Do we want an AI that perfectly aligns to human values? If yes, we should be careful what we wish for. The pertinent question isn’t as much about what we desire*, but what we need – what’s actually best for us.
My take:
Human values are complex and fragile (see Eliezer Y) – we disagree on what they are and many values are in conflict with each other. So it stands to reason that it could be disastrous to align AI to human values.
If:
a) there is zero to low chance of successful alignment to the aggregate of human values
..and
b) there are objectively (or stance-independently) higher values
..then:
c) some of the better angels of human values may also track some of the objectively higher values
..and
d) we should seek to understand, align to and implement the higher values we don’t currently have
I’ve argued elsewhere that we should wisely motivate contained Oracle AI to increase its own understanding of higher values, then help us understand them, and ultimately implement them. I’m partial to moral realism – but whatever value rightness ends up being, we should align AI to it – and for that matter, if we are ethically serious, we should too. Nick Bostrom calls this ‘indirect normativity’ which he describes in ch13 of his book Superintelligence.

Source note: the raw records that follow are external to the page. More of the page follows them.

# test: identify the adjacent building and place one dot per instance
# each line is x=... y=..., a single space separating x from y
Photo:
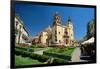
x=21 y=35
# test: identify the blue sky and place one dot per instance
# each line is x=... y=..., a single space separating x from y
x=37 y=17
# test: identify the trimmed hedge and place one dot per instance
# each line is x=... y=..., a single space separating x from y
x=25 y=48
x=41 y=58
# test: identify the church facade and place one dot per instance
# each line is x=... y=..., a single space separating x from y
x=57 y=34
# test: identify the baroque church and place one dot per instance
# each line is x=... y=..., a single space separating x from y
x=57 y=34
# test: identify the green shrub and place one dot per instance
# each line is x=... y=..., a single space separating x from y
x=59 y=61
x=63 y=56
x=41 y=58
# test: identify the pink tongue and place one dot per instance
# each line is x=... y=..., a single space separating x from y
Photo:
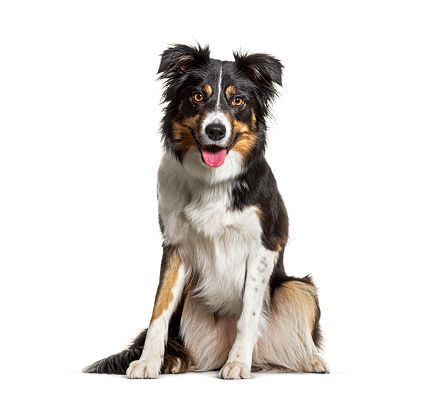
x=214 y=159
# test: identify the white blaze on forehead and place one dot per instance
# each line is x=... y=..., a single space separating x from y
x=219 y=89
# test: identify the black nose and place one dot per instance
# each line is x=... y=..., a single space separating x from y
x=215 y=131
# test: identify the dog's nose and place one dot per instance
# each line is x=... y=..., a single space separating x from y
x=215 y=131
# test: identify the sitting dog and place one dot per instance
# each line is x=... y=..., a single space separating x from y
x=224 y=300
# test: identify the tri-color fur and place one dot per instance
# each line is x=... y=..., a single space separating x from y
x=224 y=301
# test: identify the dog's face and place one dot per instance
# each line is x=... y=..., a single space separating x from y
x=216 y=108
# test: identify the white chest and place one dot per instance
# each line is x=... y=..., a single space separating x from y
x=214 y=240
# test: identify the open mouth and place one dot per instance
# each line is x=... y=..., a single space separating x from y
x=213 y=156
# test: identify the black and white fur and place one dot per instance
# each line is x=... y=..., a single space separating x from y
x=224 y=301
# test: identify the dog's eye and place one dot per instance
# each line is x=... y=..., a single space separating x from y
x=237 y=101
x=198 y=97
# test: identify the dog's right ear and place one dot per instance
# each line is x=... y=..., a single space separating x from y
x=179 y=59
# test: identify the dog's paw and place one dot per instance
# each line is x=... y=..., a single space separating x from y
x=235 y=370
x=177 y=367
x=318 y=365
x=142 y=369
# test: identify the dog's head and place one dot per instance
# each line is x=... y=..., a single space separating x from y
x=216 y=110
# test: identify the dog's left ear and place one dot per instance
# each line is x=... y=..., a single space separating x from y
x=265 y=70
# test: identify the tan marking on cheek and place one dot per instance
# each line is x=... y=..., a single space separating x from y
x=207 y=89
x=165 y=295
x=247 y=140
x=230 y=91
x=253 y=120
x=182 y=137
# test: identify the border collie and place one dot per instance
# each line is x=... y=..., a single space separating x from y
x=224 y=301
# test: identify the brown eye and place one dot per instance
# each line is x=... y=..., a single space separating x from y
x=237 y=101
x=198 y=97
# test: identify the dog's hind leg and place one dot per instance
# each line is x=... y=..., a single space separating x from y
x=292 y=338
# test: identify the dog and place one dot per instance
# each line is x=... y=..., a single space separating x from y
x=224 y=301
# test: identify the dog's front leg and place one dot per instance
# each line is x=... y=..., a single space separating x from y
x=259 y=268
x=170 y=287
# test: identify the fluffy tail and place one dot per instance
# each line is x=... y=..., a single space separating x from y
x=176 y=358
x=115 y=364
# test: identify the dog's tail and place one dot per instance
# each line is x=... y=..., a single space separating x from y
x=115 y=364
x=176 y=358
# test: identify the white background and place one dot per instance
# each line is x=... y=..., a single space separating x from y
x=79 y=242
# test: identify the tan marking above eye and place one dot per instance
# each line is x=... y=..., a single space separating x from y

- values are measurable, can be verified
- values aren’t arbitrary, like engineering principles which align to the laws of physics
- It’s highly likely there are values we haven’t discovered yet
- relativism isn’t true, but it’s purported virtues can be rolled up into consequentialism
If some values are complex, difficult to cohere but not arbitrarily and generally get right then indirect normativity seems like a good path to arrive at objectively awesome values, that would pursue objectively better values.
In order to understand better values, our current epistemics may get us there, or perhaps improvements need to be made to the epistemics to fully grasp and select for the best of what exists in value possibility space.
Conner Leahy later says in the aforementioned interview “…an aligned ASI super intelligence .. something’s called a sovereign.. or a Angelic type system would be a being of incredible intelligence and benevolence – it would be one that fundamentally would help Humanity, despite itself, towards a kind of goodness that even Humanity itself does not embody. This would be the closest that we have to the concept of an Angel – this is the closest thing we have in our vocabulary to describe what this being would be like.. depending whether you’re abrahamic or non-abrahamic.. there are no non-religious terms that accurately describe what this being would be like.”
Appealing to religious exemplifications of goodness can feel transcendant or viscerally appealing, there is a lot of history and stories embedded in our culture about religious motifs… though, as Stephen J. Gould says they exist in a separate magisterium to science and rational discourse, and so aren’t amenable to epistemology and empiricism – our most accurate and tractable means of understanding the world. This where the study of value really should be grounded – not in some purportedly separate realm that we can’t see and verify.
Value space is probably incomprehensibly large. Some of our values are likely higher values

Footnotes
- As part of the Sydney Dialogue Summit Sessions, David Wroe sits down with Connor Leahy – YouTube video here.
- What we desire may not be what is best for us. See SEP article on desire.
- Stephen Jay Gould’s concept of non-overlapping magisteria (NOMA) is a model for the relationship between science and religion that proposes that the two fields have separate domains of teaching authority, or “magisteria”, and do not overlap. Gould believed that science focuses on the empirical world, while religion addresses values like morality. He argued that conflict between the two fields can only occur if their domains overlap, which he believed they do not.